Ukrainian writers are gaining popularity abroad. In Andriyi’s case, a French agent contacted him, and others acquired translation rights. This phenomenon is reminiscent of the interest in the Balkans following their wars, and Andriy foresees an increase in tourism in Ukraine after the war ends. The current moment in Ukrainian literature resembles the time of collecting stones.

Wars in the Balkans
Armed conflicts in Slovenia, Croatia, Bosnia and Herzegovina, as well as Kosovo following the breakup of Yugoslavia in the early 1990s.

— We are accumulating experience. Eventually, we will process all of this into literature. It may not happen today, but it will someday. I believe that war is a time of poetry. When emotions run high, real and sincere, it’s at its best.
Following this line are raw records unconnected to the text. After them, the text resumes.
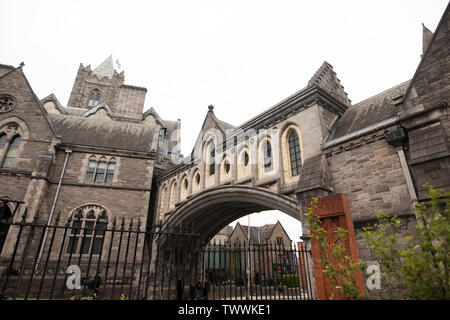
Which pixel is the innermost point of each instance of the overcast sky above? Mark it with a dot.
(240, 56)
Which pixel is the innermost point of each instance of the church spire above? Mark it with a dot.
(105, 69)
(427, 35)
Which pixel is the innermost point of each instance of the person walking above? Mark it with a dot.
(96, 285)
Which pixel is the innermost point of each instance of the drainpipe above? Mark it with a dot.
(396, 139)
(409, 182)
(68, 152)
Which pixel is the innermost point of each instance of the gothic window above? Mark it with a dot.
(94, 98)
(2, 145)
(268, 166)
(245, 158)
(294, 153)
(197, 178)
(87, 231)
(8, 150)
(184, 188)
(279, 240)
(110, 172)
(212, 160)
(163, 201)
(100, 172)
(172, 197)
(227, 166)
(91, 170)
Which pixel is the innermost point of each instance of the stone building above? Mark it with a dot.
(94, 158)
(264, 252)
(102, 155)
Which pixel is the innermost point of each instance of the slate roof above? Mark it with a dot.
(105, 133)
(326, 79)
(105, 69)
(369, 112)
(264, 233)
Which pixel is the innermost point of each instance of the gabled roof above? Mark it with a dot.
(102, 105)
(38, 102)
(105, 69)
(153, 113)
(257, 234)
(437, 49)
(212, 122)
(58, 106)
(105, 133)
(369, 112)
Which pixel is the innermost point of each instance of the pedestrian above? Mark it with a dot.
(180, 286)
(192, 291)
(96, 284)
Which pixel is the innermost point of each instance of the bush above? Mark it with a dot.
(416, 266)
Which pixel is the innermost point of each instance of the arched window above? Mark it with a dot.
(94, 98)
(212, 160)
(110, 172)
(197, 178)
(5, 216)
(162, 206)
(172, 198)
(90, 170)
(8, 150)
(245, 159)
(100, 173)
(87, 231)
(268, 165)
(227, 166)
(2, 145)
(294, 153)
(184, 188)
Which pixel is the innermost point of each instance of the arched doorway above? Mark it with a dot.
(5, 217)
(212, 209)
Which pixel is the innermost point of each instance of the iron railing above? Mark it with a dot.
(143, 263)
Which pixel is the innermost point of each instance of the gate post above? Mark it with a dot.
(334, 211)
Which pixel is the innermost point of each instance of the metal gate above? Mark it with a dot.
(62, 260)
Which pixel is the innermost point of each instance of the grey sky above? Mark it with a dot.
(241, 56)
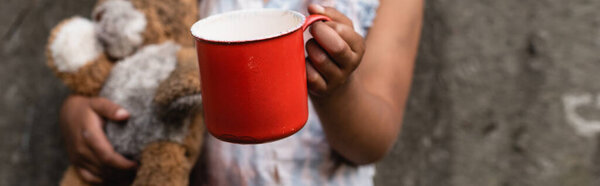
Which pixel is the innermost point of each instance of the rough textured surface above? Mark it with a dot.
(31, 152)
(488, 105)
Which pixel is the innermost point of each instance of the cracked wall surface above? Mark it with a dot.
(504, 93)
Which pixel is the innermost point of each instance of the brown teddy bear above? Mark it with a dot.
(140, 55)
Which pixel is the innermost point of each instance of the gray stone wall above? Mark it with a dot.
(505, 93)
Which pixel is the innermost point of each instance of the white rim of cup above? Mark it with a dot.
(290, 30)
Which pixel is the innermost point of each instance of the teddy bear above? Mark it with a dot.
(140, 55)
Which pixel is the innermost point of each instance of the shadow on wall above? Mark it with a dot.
(30, 147)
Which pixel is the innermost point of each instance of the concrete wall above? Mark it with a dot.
(505, 93)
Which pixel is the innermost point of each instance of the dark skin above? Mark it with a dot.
(358, 86)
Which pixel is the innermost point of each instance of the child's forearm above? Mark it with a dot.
(363, 118)
(360, 126)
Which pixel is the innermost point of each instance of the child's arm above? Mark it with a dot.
(361, 106)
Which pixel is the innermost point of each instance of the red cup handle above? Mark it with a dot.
(312, 18)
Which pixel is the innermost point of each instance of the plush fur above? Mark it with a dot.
(138, 54)
(119, 26)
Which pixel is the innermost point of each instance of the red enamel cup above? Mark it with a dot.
(253, 73)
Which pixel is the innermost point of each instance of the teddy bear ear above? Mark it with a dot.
(77, 57)
(119, 26)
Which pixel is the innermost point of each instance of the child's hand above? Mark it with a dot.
(334, 52)
(88, 149)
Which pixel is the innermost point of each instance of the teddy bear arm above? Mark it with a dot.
(183, 81)
(163, 163)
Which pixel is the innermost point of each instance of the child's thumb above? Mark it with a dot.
(108, 109)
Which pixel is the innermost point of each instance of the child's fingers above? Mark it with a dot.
(88, 177)
(321, 62)
(335, 46)
(108, 109)
(95, 138)
(316, 83)
(355, 40)
(93, 169)
(331, 13)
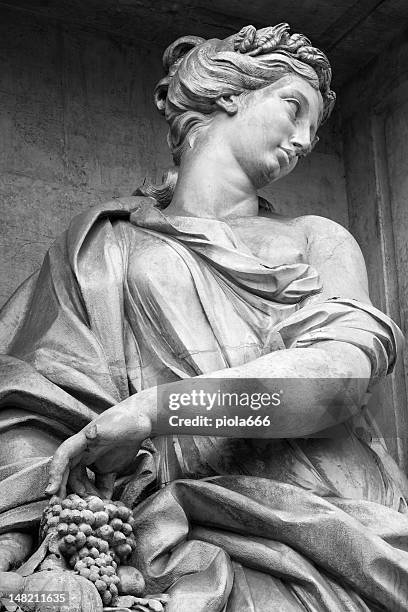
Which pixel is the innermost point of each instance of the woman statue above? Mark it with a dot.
(194, 279)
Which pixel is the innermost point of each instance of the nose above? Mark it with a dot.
(301, 140)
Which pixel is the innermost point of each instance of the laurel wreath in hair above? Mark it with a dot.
(278, 38)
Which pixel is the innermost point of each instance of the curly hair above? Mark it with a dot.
(200, 71)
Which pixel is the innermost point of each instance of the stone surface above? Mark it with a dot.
(78, 127)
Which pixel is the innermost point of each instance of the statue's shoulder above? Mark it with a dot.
(317, 227)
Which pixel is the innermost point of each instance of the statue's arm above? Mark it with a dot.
(108, 441)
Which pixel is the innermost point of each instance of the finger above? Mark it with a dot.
(62, 491)
(79, 482)
(105, 484)
(69, 451)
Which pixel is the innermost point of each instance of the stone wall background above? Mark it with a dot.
(78, 127)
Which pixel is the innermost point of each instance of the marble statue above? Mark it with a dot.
(196, 278)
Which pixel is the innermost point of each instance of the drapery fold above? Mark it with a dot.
(127, 299)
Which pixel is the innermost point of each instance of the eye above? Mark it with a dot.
(294, 106)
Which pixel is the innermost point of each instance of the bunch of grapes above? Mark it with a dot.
(95, 536)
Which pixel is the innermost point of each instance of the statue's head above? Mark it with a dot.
(206, 77)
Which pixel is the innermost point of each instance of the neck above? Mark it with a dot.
(212, 184)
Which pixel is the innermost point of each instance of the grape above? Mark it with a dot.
(88, 516)
(123, 550)
(118, 538)
(103, 546)
(80, 539)
(76, 516)
(111, 509)
(126, 529)
(65, 515)
(94, 536)
(116, 524)
(72, 529)
(91, 541)
(94, 552)
(89, 561)
(95, 504)
(101, 518)
(84, 572)
(155, 605)
(105, 532)
(101, 586)
(113, 589)
(124, 513)
(52, 522)
(80, 565)
(85, 529)
(62, 529)
(69, 540)
(83, 552)
(131, 542)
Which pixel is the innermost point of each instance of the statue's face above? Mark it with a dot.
(272, 127)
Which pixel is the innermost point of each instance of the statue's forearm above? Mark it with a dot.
(338, 375)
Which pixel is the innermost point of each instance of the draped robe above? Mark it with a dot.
(242, 524)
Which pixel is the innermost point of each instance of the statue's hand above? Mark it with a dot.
(107, 445)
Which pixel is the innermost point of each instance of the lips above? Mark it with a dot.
(287, 154)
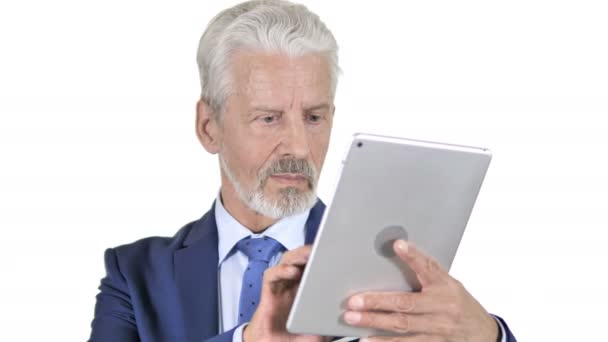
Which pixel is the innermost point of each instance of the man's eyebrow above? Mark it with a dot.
(316, 107)
(266, 109)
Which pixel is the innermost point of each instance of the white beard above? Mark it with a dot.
(291, 201)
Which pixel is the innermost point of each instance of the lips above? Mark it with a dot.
(289, 178)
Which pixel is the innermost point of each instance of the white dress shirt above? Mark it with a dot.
(289, 231)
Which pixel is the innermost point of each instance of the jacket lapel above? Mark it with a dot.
(196, 271)
(196, 278)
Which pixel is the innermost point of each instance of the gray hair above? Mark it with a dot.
(266, 25)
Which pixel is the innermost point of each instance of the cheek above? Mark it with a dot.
(319, 141)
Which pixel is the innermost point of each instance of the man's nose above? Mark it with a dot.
(295, 139)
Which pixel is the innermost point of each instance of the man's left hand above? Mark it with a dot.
(443, 310)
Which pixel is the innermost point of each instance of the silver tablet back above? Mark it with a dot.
(389, 188)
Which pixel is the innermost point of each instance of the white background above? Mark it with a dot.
(97, 143)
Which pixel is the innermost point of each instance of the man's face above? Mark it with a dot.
(275, 130)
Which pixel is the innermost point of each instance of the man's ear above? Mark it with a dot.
(207, 127)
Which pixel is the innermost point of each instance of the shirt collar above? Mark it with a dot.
(289, 231)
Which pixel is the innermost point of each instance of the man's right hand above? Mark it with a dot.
(279, 288)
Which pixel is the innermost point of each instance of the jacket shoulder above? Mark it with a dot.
(151, 251)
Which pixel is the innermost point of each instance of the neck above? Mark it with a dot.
(250, 219)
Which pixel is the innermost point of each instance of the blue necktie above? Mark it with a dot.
(259, 251)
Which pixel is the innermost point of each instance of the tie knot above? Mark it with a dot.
(259, 248)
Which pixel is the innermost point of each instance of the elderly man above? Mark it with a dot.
(268, 75)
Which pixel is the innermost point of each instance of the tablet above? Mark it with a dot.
(389, 188)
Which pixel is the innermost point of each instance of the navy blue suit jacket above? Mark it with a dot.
(166, 289)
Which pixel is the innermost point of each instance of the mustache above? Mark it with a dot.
(299, 166)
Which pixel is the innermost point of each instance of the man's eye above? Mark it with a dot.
(314, 118)
(269, 119)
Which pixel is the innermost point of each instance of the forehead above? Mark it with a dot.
(261, 76)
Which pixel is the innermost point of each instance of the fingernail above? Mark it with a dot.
(402, 245)
(352, 317)
(356, 302)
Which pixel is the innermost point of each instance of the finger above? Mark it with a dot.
(404, 302)
(398, 322)
(407, 338)
(298, 256)
(282, 273)
(426, 267)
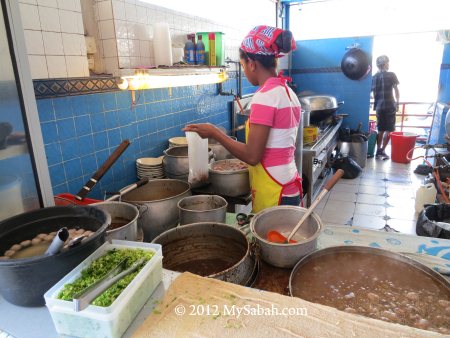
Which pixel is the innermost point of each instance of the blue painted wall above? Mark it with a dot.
(80, 132)
(316, 67)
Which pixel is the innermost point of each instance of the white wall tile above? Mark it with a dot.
(76, 66)
(106, 29)
(56, 66)
(33, 41)
(68, 21)
(130, 12)
(38, 66)
(109, 48)
(122, 47)
(134, 48)
(121, 27)
(74, 44)
(124, 62)
(48, 3)
(118, 10)
(49, 19)
(30, 17)
(104, 10)
(70, 5)
(111, 65)
(53, 43)
(30, 2)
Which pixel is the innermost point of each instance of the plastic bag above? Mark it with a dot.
(198, 159)
(350, 167)
(433, 221)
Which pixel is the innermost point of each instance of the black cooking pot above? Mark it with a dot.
(24, 281)
(355, 64)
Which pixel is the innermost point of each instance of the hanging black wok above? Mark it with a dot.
(355, 64)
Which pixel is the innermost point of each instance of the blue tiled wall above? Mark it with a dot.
(80, 132)
(317, 63)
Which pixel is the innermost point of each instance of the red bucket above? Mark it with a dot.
(402, 143)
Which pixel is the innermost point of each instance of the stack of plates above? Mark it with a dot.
(150, 167)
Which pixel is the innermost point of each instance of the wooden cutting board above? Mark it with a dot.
(198, 295)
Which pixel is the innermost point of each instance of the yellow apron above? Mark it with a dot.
(266, 191)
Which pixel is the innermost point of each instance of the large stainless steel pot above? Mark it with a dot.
(121, 212)
(208, 249)
(319, 107)
(229, 183)
(158, 200)
(283, 219)
(202, 208)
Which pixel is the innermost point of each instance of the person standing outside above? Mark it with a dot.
(384, 85)
(271, 130)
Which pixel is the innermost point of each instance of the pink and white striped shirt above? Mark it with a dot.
(272, 106)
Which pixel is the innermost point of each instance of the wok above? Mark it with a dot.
(355, 64)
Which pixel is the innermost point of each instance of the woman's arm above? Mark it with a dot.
(250, 153)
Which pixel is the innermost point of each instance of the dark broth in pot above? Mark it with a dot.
(375, 286)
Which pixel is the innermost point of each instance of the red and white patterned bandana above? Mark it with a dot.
(261, 40)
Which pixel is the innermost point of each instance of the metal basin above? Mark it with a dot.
(229, 183)
(208, 249)
(122, 213)
(202, 208)
(283, 219)
(158, 200)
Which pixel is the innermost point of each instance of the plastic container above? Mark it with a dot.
(112, 321)
(200, 51)
(11, 196)
(425, 194)
(402, 143)
(162, 44)
(219, 47)
(371, 143)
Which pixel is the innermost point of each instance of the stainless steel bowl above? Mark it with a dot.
(202, 208)
(229, 183)
(283, 219)
(158, 200)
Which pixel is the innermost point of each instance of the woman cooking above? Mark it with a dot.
(271, 130)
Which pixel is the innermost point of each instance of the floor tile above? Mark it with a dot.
(370, 210)
(368, 222)
(401, 213)
(368, 189)
(403, 226)
(371, 199)
(342, 196)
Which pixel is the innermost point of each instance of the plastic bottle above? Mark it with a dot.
(200, 51)
(189, 50)
(212, 49)
(426, 194)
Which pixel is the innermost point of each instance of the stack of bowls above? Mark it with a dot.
(151, 167)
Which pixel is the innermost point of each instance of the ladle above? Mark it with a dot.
(276, 237)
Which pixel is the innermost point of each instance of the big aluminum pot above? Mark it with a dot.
(124, 213)
(202, 208)
(283, 219)
(319, 107)
(231, 183)
(208, 249)
(158, 200)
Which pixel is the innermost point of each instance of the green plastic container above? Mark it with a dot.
(220, 47)
(372, 141)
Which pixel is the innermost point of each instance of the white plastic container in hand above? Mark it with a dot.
(426, 194)
(111, 321)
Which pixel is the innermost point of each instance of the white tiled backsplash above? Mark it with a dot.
(54, 37)
(55, 40)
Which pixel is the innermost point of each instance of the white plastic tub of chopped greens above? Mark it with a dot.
(110, 314)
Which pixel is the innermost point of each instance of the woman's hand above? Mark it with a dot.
(204, 130)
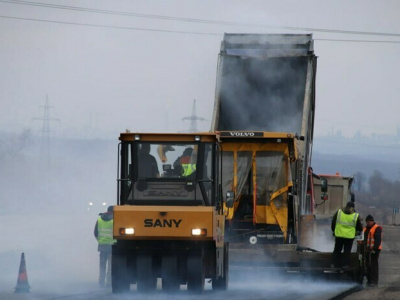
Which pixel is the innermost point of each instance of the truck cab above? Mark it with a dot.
(168, 221)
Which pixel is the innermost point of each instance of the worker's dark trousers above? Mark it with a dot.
(105, 268)
(373, 268)
(345, 244)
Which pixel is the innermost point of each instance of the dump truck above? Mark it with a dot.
(264, 111)
(169, 221)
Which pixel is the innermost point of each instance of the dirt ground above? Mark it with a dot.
(389, 267)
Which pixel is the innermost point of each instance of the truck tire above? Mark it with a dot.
(195, 273)
(169, 273)
(146, 279)
(222, 282)
(119, 271)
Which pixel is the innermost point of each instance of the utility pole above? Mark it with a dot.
(193, 118)
(46, 119)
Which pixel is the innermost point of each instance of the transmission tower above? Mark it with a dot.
(193, 118)
(45, 131)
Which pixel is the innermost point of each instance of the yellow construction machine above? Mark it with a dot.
(169, 221)
(264, 110)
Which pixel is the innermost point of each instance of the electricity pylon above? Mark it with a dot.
(193, 118)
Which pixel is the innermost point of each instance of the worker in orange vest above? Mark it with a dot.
(373, 246)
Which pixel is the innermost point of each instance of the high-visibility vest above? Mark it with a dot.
(105, 232)
(346, 225)
(371, 237)
(188, 169)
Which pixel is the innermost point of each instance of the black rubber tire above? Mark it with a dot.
(195, 273)
(119, 271)
(146, 279)
(169, 273)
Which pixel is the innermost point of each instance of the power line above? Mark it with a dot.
(196, 20)
(109, 26)
(174, 31)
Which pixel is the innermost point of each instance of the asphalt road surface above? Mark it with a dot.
(62, 263)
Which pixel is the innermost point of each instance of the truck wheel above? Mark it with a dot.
(195, 273)
(169, 273)
(119, 271)
(146, 279)
(222, 282)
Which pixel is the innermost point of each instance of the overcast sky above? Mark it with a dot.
(107, 66)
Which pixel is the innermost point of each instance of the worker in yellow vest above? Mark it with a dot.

I can write a poem to somehow soothe my emotional state, and the reader can read it in two minutes and feel something too.

Andriy believes that it’s worth fighting for Ukraine’s national culture because it holds symbolic significance and serves as a marker of a watershed, a distinction. This is why the Russians target museums and purge Ukrainian books from libraries. For them, culture is a trigger, an irritant. They associate ‘Ukrainian’ with something hostile, just as we now associate Russian culture with something hostile.

War destroys everything, from everyday life and plans to nature and lives. In this state, people focus on their basic needs and cannot create.

— The antonym of war is not peace; peace is just the middle point. The antonym for war is creation in every sense: building a new life, revitalising affected areas, creating works of art, and writing texts that help our community process all that has happened to us.

According to Andriy, the war is acutely felt in Zakarpattia, even where there is no curfew, because most of the population is rural and now men are either working or at the front.

— Since it is a small community, you know everyone. When the first attempts at a counteroffensive in the south began in August [2022 — ed.], it was led by our 128th Mountain Assault Brigade based in Mukachevo. There were three days of mourning in Zakarpattia, because this counteroffensive devastated the reconnaissance company that went there, resulting in more than 30 dead in just one day.

Another aspect is the influx of people after February 24th, 2022. Uzhgorod is overpopulated, and everyone is learning to live together. Many relocated their businesses to Zakarpattia. In the spring of 2023, Andriy noticed that many tourists came to see the cherry blossoms. After a trip to the front line, it seemed nonsensical to him, but then he calmed down and thought: the war did not spare anyone, and this is their way of coping with grief.

— One of the elements of psychological safety is to try and live a so-called normal, peaceful life — although I am sure that these people also start their morning looking at the map of nighttime air raids and donating money to volunteer initiatives.

War with Russia is not a game that can be taken lightly. Occupation would mean the end of Ukraine as we know it, so it’s necessary to fight until victory. Andriy has read a lot of materials about the beginning of the 20th century and believes that our current situation is much better because the majority of Ukrainians now recognize themselves as a nation. Additionally, our country finally has the support of other states. Both the world and Ukrainians themselves have seen how capable Ukraine is and the relatively good standard of living it had before the war. On the other hand, Russia is experiencing opposite processes.

— This is a country [Russia — ed.], which cannot create a competitive economy and continues to play at empire-building and authoritarianism, despite having only raw resources, unlike China, for example. It has nothing to offer for the future; it lacks a vision. Russia is fighting based on a version of the past. Ukraine must seal Russia’s fate.